Once upon a time in this country, you could not come up with a more innocuous title for a documentary than Free for All: The Public Library. The moniker has all the blood-pulsing drama and cloak-and-dagger intrigue of a grade school educational film. The only conceivable title with less pizzazz might be Neither Snow Nor Rain: The Postal Service.
After all, what conflict could engulf the public library? Who could possibly be against America’s most ubiquitous and benevolent institution? The solid brick building where Dr. Seuss and Maurice Sendak live on orderly shelves, where great American novels co-exist with mass-market bestsellers?
A rangy history and contemporary survey skillfully arranged in a first-person frame, Free for All: The Public Library (airing Tuesday, April 29 on KQED) is both a defense of and argument for the titular institution. Amidst a 150-year parade of pioneering visionaries, community stalwarts and fiercely dedicated branch librarians, Bay Area filmmakers Dawn Logsdon and Lucie Faulknor (Faubourg Tremé: The Untold Story of Black New Orleans) honor the public library and, along the way, resurface inequities embedded in America’s past.

In the current environment, Free for All feels like an act of advocacy and subversion. Foregrounding the contributions of women and the needs of marginalized groups is antithetical to the current attitude in Washington, D.C. The very fact that the case for libraries needs to be relitigated, and that the country needs a reminder of their essential utility to an enlightened populace, offers insight into how we arrived at the present state of our democracy.

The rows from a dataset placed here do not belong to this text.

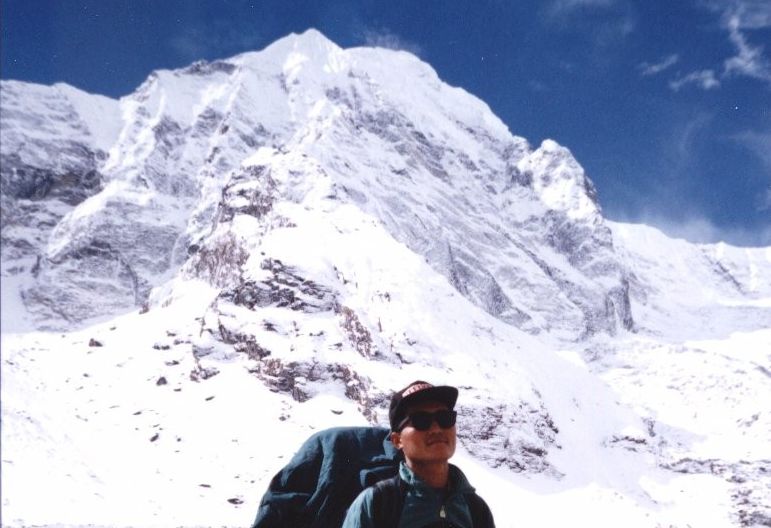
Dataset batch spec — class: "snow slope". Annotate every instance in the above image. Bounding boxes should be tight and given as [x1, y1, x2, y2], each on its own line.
[0, 30, 771, 528]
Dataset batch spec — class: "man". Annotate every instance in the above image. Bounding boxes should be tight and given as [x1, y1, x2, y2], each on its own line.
[343, 381, 495, 528]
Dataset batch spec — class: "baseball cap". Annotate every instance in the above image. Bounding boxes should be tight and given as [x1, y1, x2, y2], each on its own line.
[388, 380, 458, 431]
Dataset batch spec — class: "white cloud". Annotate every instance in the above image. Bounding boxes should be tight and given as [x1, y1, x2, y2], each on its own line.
[638, 53, 680, 77]
[733, 131, 771, 171]
[169, 24, 264, 61]
[733, 130, 771, 211]
[549, 0, 616, 15]
[669, 70, 720, 92]
[363, 28, 423, 57]
[724, 15, 771, 83]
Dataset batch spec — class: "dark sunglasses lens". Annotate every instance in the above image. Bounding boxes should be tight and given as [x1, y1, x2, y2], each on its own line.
[410, 411, 458, 431]
[410, 412, 434, 431]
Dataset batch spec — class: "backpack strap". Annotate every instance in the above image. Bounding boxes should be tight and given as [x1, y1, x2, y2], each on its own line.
[372, 475, 407, 528]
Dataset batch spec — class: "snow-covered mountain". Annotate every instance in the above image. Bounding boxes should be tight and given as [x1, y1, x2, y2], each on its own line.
[0, 30, 771, 527]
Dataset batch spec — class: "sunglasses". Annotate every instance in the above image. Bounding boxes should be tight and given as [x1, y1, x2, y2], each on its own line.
[398, 409, 458, 431]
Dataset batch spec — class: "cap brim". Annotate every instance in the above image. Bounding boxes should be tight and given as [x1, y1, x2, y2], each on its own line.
[399, 385, 458, 412]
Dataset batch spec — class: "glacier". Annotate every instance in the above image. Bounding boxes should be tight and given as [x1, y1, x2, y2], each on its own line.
[0, 30, 771, 528]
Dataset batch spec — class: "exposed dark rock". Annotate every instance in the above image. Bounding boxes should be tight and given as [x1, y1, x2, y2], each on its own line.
[220, 259, 337, 313]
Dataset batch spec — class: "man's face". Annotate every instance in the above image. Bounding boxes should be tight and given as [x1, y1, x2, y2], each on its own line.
[391, 402, 456, 463]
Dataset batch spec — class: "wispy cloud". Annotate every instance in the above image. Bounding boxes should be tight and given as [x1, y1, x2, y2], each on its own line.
[614, 210, 771, 247]
[541, 0, 637, 41]
[362, 28, 423, 57]
[168, 21, 264, 61]
[637, 53, 680, 77]
[732, 130, 771, 211]
[669, 70, 720, 92]
[724, 14, 771, 84]
[656, 0, 771, 91]
[548, 0, 617, 16]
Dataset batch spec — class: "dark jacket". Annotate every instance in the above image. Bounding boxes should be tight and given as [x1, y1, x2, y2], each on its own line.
[252, 427, 401, 528]
[343, 463, 495, 528]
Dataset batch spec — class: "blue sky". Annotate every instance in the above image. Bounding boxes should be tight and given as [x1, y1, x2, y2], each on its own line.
[0, 0, 771, 245]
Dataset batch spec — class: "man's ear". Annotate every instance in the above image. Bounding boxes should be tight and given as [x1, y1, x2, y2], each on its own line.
[391, 432, 402, 449]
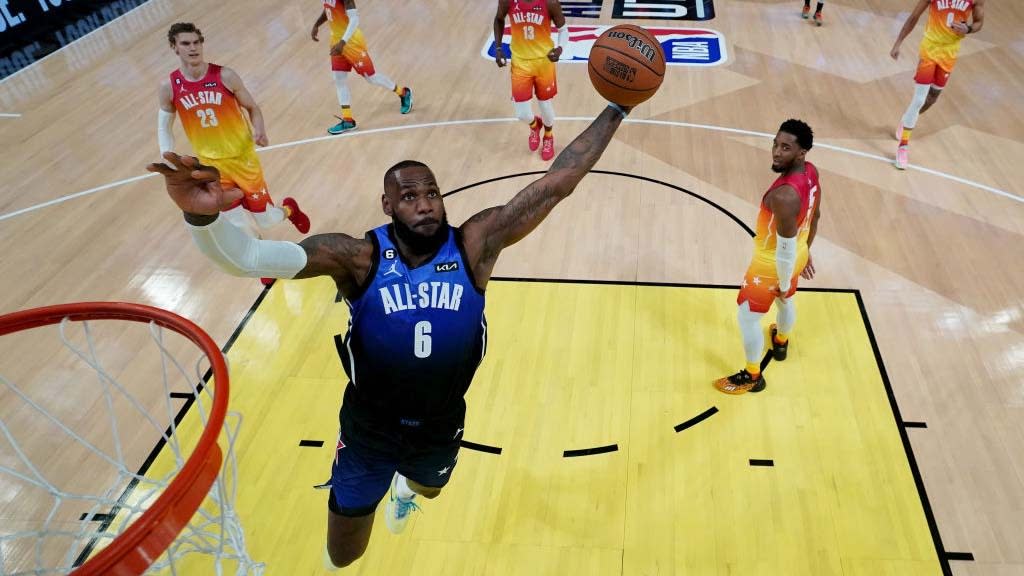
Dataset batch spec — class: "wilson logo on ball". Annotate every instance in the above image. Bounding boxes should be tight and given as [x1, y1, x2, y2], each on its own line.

Logsdon and Faulknor (along with co-writer and co-editor Elizabeth Finlayson and co-editor Debra Schaffner) strategically hop between the past and present to excellent effect. The forgotten history of America’s public libraries — a cornerstone of the American tradition of both public good and public spaces, forged by that radical leftist Benjamin Franklin — contrasts sharply with the wave of attacks on public libraries by narrow-minded parents’ groups, short-sighted tax-cutters (California’s Howard Jarvis and Proposition 13 have a cameo), religious conservatives and opportunistic politicians.